WA Premier Mark McGowan announced in August that a new occupation list would be introduced to offer graduates a pathway to permanent residency, a move to bring the state more in line with the rest of Australia which was welcomed broadly by the education sector.

Against that backdrop, initiatives continue to flow out of WA’s private sector, which is stepping up to reverse the declining enrolment numbers.

One of Phoenix’s newest initiatives was the establishment of a joint venture college in China, at Shanghai Jiao Tong University.

Under the joint venture, students will study for a year in China, then six months in Perth before enrolling in WA universities’ second-year programs.

The college was officially opened by Mr McGowan and Education Minister Sue Ellery as part of their delegation to China in November last year.

Mrs Walsh said there was also considerable opportunity for growth in junior education and teacher training.

“The Chinese are really fascinated about the inquiry method of learning,” she said.

“The Chinese method of education is very much memorisation and rote learning, where the children are passive.

“We call that teacher-centred, the teacher is the guru, stands out the front and the children memorise and are tested on it.

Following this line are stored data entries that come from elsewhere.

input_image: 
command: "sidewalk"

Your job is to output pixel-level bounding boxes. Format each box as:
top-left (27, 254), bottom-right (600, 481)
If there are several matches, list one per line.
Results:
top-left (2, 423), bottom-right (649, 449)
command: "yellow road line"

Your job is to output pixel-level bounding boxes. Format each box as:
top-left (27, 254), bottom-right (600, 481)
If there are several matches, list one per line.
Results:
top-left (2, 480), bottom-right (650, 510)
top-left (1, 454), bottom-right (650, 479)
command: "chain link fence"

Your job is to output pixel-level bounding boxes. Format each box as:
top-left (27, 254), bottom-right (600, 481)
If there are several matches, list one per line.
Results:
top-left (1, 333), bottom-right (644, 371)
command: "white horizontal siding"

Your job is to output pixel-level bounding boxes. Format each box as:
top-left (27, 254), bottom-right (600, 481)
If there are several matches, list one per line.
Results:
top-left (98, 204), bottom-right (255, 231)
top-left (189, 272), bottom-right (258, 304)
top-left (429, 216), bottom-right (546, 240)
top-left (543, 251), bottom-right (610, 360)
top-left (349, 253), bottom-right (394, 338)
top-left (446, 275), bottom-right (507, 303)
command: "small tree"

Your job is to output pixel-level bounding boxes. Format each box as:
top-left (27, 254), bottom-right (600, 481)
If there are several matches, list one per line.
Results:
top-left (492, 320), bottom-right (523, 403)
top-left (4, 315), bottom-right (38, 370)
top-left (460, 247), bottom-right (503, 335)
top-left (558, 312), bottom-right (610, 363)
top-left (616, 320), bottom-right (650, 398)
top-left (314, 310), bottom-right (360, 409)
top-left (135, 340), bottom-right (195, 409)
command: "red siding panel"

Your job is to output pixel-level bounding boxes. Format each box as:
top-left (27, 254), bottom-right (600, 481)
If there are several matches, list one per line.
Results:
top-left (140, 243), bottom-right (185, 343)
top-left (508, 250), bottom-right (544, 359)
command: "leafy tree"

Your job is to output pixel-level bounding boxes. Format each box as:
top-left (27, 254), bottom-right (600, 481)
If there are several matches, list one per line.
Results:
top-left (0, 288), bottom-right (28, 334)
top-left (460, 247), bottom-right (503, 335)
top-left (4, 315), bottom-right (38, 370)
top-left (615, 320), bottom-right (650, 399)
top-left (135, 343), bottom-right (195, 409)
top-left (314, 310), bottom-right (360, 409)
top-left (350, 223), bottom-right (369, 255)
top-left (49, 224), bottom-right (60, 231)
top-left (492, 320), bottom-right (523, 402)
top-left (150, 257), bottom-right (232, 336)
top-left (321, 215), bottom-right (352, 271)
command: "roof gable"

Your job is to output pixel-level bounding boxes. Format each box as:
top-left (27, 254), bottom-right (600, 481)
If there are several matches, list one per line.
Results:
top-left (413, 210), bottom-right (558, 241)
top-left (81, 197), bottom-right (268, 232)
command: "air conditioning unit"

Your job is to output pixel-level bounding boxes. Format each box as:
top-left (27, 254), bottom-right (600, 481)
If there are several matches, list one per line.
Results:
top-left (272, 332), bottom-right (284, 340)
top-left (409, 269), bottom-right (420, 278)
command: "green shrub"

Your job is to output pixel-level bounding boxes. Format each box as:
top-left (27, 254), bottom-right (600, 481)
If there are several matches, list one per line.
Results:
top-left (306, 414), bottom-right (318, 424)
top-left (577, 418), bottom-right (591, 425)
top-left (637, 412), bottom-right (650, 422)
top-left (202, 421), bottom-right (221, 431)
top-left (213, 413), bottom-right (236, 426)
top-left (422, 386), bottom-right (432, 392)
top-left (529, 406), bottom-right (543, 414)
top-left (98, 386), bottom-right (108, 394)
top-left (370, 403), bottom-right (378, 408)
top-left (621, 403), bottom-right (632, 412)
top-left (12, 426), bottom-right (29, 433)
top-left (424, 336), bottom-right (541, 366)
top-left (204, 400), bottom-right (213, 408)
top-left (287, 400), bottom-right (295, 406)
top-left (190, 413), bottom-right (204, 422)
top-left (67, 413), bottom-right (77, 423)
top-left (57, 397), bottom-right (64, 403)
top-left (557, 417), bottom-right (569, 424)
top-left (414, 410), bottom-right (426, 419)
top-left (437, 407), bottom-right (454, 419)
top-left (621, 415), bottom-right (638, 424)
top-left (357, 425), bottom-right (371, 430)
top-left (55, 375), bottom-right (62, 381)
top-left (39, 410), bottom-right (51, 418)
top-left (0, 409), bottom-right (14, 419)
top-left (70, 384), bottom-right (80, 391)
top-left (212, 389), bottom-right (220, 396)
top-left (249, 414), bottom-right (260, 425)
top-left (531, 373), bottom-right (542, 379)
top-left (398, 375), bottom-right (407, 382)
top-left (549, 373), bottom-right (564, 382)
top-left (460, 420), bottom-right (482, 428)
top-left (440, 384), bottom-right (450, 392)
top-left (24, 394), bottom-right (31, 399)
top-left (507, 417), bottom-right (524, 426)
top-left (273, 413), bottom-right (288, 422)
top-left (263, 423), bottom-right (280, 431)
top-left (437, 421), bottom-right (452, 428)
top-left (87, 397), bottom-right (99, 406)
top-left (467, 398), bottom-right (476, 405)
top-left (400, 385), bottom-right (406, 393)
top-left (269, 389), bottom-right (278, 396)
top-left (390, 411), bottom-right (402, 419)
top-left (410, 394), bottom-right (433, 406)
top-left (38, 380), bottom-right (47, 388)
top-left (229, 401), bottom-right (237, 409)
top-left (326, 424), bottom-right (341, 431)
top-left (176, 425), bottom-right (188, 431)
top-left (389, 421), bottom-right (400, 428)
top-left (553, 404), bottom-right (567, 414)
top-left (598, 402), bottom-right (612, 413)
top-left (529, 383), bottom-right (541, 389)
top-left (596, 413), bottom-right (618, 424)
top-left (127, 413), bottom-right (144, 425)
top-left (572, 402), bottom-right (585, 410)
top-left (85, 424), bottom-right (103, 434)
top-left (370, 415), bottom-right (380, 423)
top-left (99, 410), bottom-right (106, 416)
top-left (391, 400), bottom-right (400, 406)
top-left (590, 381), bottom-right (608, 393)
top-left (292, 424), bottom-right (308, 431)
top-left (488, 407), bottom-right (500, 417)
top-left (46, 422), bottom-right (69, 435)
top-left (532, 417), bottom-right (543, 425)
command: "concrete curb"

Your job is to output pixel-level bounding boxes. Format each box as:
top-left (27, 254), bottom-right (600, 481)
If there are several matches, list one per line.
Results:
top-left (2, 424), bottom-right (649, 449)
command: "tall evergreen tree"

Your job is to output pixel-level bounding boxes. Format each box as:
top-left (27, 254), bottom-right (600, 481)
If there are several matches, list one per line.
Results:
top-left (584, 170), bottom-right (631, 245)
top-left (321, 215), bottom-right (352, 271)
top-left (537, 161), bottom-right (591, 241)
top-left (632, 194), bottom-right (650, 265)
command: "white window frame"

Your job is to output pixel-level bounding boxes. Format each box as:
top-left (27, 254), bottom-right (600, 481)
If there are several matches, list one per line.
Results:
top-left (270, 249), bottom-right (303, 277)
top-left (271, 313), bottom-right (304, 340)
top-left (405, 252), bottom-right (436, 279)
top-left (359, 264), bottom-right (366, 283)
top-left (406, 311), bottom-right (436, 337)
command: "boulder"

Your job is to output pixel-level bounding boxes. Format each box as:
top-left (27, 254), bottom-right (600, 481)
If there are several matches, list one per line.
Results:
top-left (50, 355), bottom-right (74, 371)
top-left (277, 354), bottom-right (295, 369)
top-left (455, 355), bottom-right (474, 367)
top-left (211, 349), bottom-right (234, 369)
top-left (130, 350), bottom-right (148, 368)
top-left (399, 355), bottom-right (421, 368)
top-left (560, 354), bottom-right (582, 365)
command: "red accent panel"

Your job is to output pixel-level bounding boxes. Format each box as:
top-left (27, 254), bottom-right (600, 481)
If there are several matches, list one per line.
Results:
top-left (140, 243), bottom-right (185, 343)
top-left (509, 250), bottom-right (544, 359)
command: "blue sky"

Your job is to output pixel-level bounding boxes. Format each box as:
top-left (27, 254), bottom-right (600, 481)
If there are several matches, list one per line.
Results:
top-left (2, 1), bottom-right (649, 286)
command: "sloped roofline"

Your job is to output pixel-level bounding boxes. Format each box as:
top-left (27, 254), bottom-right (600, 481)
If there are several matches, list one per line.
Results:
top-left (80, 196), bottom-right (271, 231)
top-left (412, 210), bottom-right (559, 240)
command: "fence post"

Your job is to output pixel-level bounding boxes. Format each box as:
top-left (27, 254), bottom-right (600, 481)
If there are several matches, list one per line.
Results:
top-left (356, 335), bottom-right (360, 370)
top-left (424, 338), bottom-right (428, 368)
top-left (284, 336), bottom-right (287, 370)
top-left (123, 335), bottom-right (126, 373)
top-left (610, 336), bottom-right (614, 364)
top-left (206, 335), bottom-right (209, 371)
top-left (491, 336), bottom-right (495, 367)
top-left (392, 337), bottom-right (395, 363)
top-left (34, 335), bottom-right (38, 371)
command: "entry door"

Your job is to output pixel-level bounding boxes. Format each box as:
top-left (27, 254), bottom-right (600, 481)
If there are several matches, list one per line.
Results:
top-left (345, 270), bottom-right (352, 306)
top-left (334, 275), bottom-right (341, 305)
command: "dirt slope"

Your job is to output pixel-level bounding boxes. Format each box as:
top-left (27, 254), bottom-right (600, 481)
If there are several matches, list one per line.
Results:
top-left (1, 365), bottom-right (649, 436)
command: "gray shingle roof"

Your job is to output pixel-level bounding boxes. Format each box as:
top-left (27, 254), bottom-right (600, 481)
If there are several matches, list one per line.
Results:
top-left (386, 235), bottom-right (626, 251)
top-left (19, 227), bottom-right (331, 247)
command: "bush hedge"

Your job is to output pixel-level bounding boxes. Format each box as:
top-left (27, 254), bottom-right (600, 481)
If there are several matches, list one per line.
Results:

“What we have taught them is we have what we call the student-centred way, where the teacher encourages the students how to teach themselves.

“We teach students how to learn and then they will do the work for themselves. We don’t tell the answers, we teach them how to find the answers themselves.

“It’s like flipping the whole concept of education around, so they are fascinated.”

Another fresh initiative to boost WA’s international enrolments was recently unveiled by AIMS Immigration and Relocation Specialists, which has entered a partnership with the China Australia Business College of Shaanxi (CABCS).

Under a memorandum of understanding signed last month, AIMS and CABCS plan to bring between 600 and 1,000 Chinese students to Australian universities each year.

AIMS WA managing director Nicholas Tay told Australia China Business Review the initial focus would be on funnelling students into WA universities.

However, the opportunity would also be provided to study at Australia’s top institutions, including Monash University, University of Technology Sydney, University of Queensland and Australian National University.

Formal discussions with each of Australia’s top 10 universities were continuing, Mr Tay said.

However, he said that without increased government support, attracting the best and brightest students to WA would remain a significant challenge.

““The private sector is pushing WA, but the government has to put WA on the world map, on the global stage,” Mr Tay told Australia China Business Review.

“What I understand is that the government is spending around $2 million on advertising our universities in WA, but you will be amazed that in Melbourne that they are spending $20 million.

“We need to do something about that, to promote WA education and to promote WA tourism. WA tourism is not advertising the state to the Chinese market especially.

“If we have both the government and private industry pushing WA, there will be significant benefits to the local economy.”

Mr Tay said alongside the state government’s proposed visa changes, a wave of purpose-built student accommodation projects in the Perth CBD would be a significant boost for the industry.

“Being in the CBD, it is more accessible, they can travel north or south (to university campuses), so it is definitely very beneficial if we have student accommodation in the city,” Mr Tay said.

“In every parent’s mind, they want their kids to attend good schools.

“That’s not just pertaining to China, but everywhere else as well.

“One of the assurances we can give to parents is that we are here to chaperone their kids in a sense.

“We are not just putting them in schools, we are implementing a system that will help the family back home in China to monitor their performance, their livelihood and their results.

“That gives a certain benefit for the parents. We can sort out their accommodation, help to facilitate their landing easily, and more comfortably.

“Hopefully this will be a stepping stone for more students to come.”